One day shortly before his retirement he was sitting in his office when a couple, who had travelled from America, asked to see him.
They had recently bought a shack in Juneau, Alaska, once owned by Mr Burg and had found the black and white images.
"They had come all the way from America with these 37 photographs of wrecks and rescues from the first half of the last century," explained Mr Wake-Walker.
He then set about trying to find out as much as possible about each image which led him to revisit the story of the doomed rescue of the Samtampa.
On 23 April, 1947, the British steamship, ran into trouble at Sker Point, near Porthcawl.
Despite some of the worst conditions seen in the area for years the Edward, Prince of Wales, responded to the distress call.

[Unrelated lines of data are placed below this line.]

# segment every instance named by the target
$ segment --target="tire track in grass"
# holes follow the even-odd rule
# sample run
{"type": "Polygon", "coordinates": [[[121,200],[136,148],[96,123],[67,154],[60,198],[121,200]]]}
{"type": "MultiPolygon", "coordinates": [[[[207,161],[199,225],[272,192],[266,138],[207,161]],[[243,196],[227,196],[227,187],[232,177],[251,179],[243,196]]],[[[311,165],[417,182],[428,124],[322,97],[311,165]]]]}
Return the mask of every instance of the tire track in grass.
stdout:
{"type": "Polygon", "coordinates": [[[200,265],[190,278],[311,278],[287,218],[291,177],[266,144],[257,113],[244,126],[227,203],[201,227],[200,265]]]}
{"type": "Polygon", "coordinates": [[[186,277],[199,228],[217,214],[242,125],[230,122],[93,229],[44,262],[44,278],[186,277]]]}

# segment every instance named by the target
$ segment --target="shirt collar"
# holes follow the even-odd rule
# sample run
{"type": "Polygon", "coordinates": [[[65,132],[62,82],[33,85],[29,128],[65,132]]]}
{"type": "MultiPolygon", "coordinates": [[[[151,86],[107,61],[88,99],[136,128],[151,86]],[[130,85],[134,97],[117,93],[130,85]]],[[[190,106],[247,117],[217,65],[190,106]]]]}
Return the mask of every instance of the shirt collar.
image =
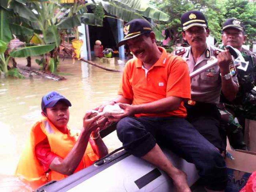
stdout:
{"type": "MultiPolygon", "coordinates": [[[[153,65],[152,67],[155,66],[161,66],[164,67],[165,66],[165,62],[166,61],[166,56],[167,53],[165,49],[161,47],[157,47],[158,49],[162,52],[162,54],[158,61],[155,63],[153,65]]],[[[139,60],[138,59],[136,58],[135,59],[137,60],[137,63],[136,63],[136,68],[142,67],[142,62],[139,60]]]]}
{"type": "MultiPolygon", "coordinates": [[[[200,56],[200,58],[204,60],[209,60],[211,59],[211,58],[212,55],[212,53],[211,50],[211,46],[208,44],[206,44],[206,49],[204,50],[204,52],[203,54],[200,56]]],[[[186,60],[190,60],[191,58],[193,58],[191,46],[189,46],[187,49],[187,51],[185,53],[184,56],[185,57],[183,57],[183,59],[186,60]]]]}

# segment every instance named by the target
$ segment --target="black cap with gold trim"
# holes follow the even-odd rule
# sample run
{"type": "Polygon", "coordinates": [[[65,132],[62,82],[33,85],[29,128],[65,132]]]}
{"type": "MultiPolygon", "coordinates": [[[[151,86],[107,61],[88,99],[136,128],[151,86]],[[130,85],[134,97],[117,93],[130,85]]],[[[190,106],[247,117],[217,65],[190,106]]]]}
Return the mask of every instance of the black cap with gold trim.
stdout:
{"type": "Polygon", "coordinates": [[[193,26],[208,27],[207,20],[203,13],[199,11],[190,11],[186,12],[181,16],[182,30],[185,31],[193,26]]]}
{"type": "Polygon", "coordinates": [[[140,35],[152,31],[149,22],[141,19],[135,19],[124,25],[124,39],[117,44],[117,47],[125,44],[128,39],[134,38],[140,35]]]}
{"type": "Polygon", "coordinates": [[[233,28],[245,32],[245,27],[241,21],[235,18],[228,19],[222,25],[222,31],[229,28],[233,28]]]}

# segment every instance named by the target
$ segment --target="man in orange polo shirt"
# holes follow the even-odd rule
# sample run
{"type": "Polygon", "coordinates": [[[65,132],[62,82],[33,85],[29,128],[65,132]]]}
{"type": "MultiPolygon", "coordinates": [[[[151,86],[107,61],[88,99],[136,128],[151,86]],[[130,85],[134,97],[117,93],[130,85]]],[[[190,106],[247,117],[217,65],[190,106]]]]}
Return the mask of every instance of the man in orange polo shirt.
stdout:
{"type": "Polygon", "coordinates": [[[191,98],[190,78],[186,62],[157,47],[155,33],[145,20],[136,19],[124,27],[126,44],[136,58],[125,67],[117,98],[123,114],[113,115],[118,121],[117,135],[125,149],[165,172],[177,191],[191,191],[185,174],[174,167],[158,144],[193,163],[203,181],[218,182],[217,173],[225,165],[215,147],[185,119],[184,101],[191,98]]]}

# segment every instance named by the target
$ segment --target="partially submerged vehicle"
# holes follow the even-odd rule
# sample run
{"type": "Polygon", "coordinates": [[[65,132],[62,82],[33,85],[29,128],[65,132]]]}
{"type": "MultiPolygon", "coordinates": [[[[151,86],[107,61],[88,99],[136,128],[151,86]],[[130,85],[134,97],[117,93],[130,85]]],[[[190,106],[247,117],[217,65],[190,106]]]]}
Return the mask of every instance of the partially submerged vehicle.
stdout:
{"type": "MultiPolygon", "coordinates": [[[[101,132],[102,136],[113,130],[113,128],[108,130],[108,132],[101,132]]],[[[192,186],[199,178],[194,164],[188,163],[168,150],[162,149],[174,165],[187,174],[188,184],[192,186]]],[[[121,147],[92,166],[59,181],[49,182],[36,191],[85,190],[117,192],[175,191],[172,180],[165,172],[130,155],[121,147]]]]}
{"type": "MultiPolygon", "coordinates": [[[[241,56],[239,56],[239,53],[237,53],[232,47],[230,47],[229,49],[235,58],[243,59],[241,56]]],[[[246,66],[246,63],[242,62],[244,61],[240,59],[238,60],[240,63],[242,62],[244,64],[241,64],[241,67],[247,68],[248,64],[246,66]]],[[[203,68],[191,74],[191,77],[195,76],[216,64],[216,61],[213,61],[204,66],[203,68]]],[[[254,129],[256,129],[256,124],[253,126],[255,127],[254,129]]],[[[113,126],[102,131],[102,137],[114,131],[115,128],[115,126],[113,126]]],[[[226,158],[228,167],[245,173],[251,173],[256,170],[256,163],[253,162],[253,161],[256,162],[256,153],[233,151],[229,146],[228,144],[226,158]],[[237,161],[232,161],[235,158],[237,161]]],[[[187,173],[188,184],[192,190],[204,191],[203,188],[200,189],[196,189],[197,181],[199,176],[194,164],[188,163],[168,150],[164,148],[162,149],[175,166],[187,173]]],[[[230,182],[233,181],[233,178],[229,177],[229,179],[230,182]]],[[[236,182],[235,180],[234,183],[236,182]]],[[[232,189],[230,190],[227,191],[232,191],[232,189]]],[[[93,165],[60,181],[53,181],[46,183],[36,191],[76,192],[86,190],[117,192],[176,191],[171,179],[164,172],[145,161],[129,154],[121,147],[97,161],[93,165]]]]}

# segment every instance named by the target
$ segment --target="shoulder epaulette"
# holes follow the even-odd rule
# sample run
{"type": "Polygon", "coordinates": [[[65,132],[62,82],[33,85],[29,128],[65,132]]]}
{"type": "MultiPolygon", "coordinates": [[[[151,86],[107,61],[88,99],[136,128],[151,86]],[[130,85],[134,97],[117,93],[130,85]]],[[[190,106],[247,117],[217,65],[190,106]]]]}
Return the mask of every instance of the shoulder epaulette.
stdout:
{"type": "Polygon", "coordinates": [[[174,53],[175,55],[181,55],[185,53],[185,52],[186,52],[186,49],[183,48],[178,50],[176,50],[174,53]]]}
{"type": "Polygon", "coordinates": [[[217,50],[213,50],[213,55],[215,56],[215,57],[217,57],[218,55],[219,54],[219,53],[221,52],[221,51],[219,50],[218,50],[218,49],[217,50]]]}

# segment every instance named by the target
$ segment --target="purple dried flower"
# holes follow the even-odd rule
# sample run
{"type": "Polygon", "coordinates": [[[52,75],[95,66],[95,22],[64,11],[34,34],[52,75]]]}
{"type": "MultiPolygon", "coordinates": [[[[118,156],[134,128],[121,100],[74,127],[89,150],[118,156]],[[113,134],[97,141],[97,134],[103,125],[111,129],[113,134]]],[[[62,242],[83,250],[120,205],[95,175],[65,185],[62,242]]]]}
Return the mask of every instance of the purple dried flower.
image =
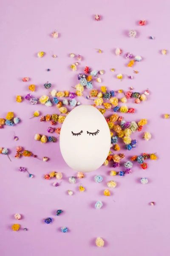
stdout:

"It's a very moving story," said Mr Wake-Walker.
"Whenever the lifeboat launched in those days it was taking a journey into the unknown, particularly on a night like that, because there was no radio.
The boat was launched from the lifeboat station at Mumbles pier
"There never seems to be any question that they would launch the lifeboat despite the conditions being worse than anyone had seen for a number of years.
"Nobody knows precisely what happened to the lifeboat.
"There was no sign that the engine had failed when they found the lifeboat. It is presumed she was just overwhelmed by the sea."
All eight bodies were recovered, most of them smothered in fuel oil and three had cuts to the head, probably caused by the rocks.
All 38 aboard the Samtampa also perished and because the rescue was unsuccessful the crew did not qualify for posthumous medals.
Certificate of honour
Their widows and close relatives were invited to the RNLI's annual meeting in London to receive a special certificate of honour, which is when the photograph was taken.
Mr Wake-Walker has since established that the woman pictured on the far left was Ella Gammon, wife of the coxswain William Gammon.
Also pictured are Elsie Noel, Irene Davies, Eileen Thomas and Mary Griffin who also lost their husbands and Dorothy Smith - sister of Richard Smith who was due to marry a few days after the tragedy.
The wife of William Thomas, Jenny, was too unwell to travel.
"It was quite a rare occurrence because they had lost their lives but did not receive posthumous medals," added Mr Wake-Walker.
"One of the things researching this book has brought home to me is how many ship wrecks there were in the first half of the last century and just how being at sea was a far more dangerous occupation than it is today."
Lost Photographs of the RNLI by Edward Wake-Walker is published by Sutton Publishing.